That said, on a purely technical level, this film still sticks the landing. While the script and the source material may not have been up to the standard set by the first film, and the scares may not have the resonance that they did before, Andy Muschietti is still a very fine horror director, and Bill Skarsgård is still a very fine Pennywise. One of the best scenes came not when he was fighting the Losers' Club, but when he was luring a young girl named Victoria to her doom, preying on her insecurity over the birthmark on her cheek by telling her that he can be her friend. It builds on what I said about Skarsgård's Pennywise in the first film, that he felt like a supernatural version of a child predator. The scene where Beverly revisits her apartment may have been prominently featured and spoiled by the trailers, but there's a reason for that: it is a highly effective vertical slice of this film at its best and scariest, culminating in the reveal of a truly frightening monster.
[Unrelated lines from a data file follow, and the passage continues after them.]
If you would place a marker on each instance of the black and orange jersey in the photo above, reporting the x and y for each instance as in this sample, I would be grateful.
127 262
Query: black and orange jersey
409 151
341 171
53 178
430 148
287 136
The special effects here are the standout, making this feel like a film that cost double the fairly modest $60-80 million that Wikipedia pegs the budget at, culminating in a giant monster battle during the climax that, even if it wasn't particularly scary, did feel like it would've made for an awesome video game boss fight. And the manner in which they finally killed Pennywise, turning one of his most potent qualities against him, was undoubtedly creative and felt like a great rejoinder to all the bullies that we've had to put up with as both children and adults.
The Bottom Line
This is one strictly for fans of the original. If you're expecting the same level of quality, you will be let down, because this film is much shakier in terms of storytelling and pacing than its predecessor. If you're looking for big, bombastic frights, however, and don't mind spending close to three hours watching a movie, you'll get it here, complete with some nice closure to the story of the Losers' Club.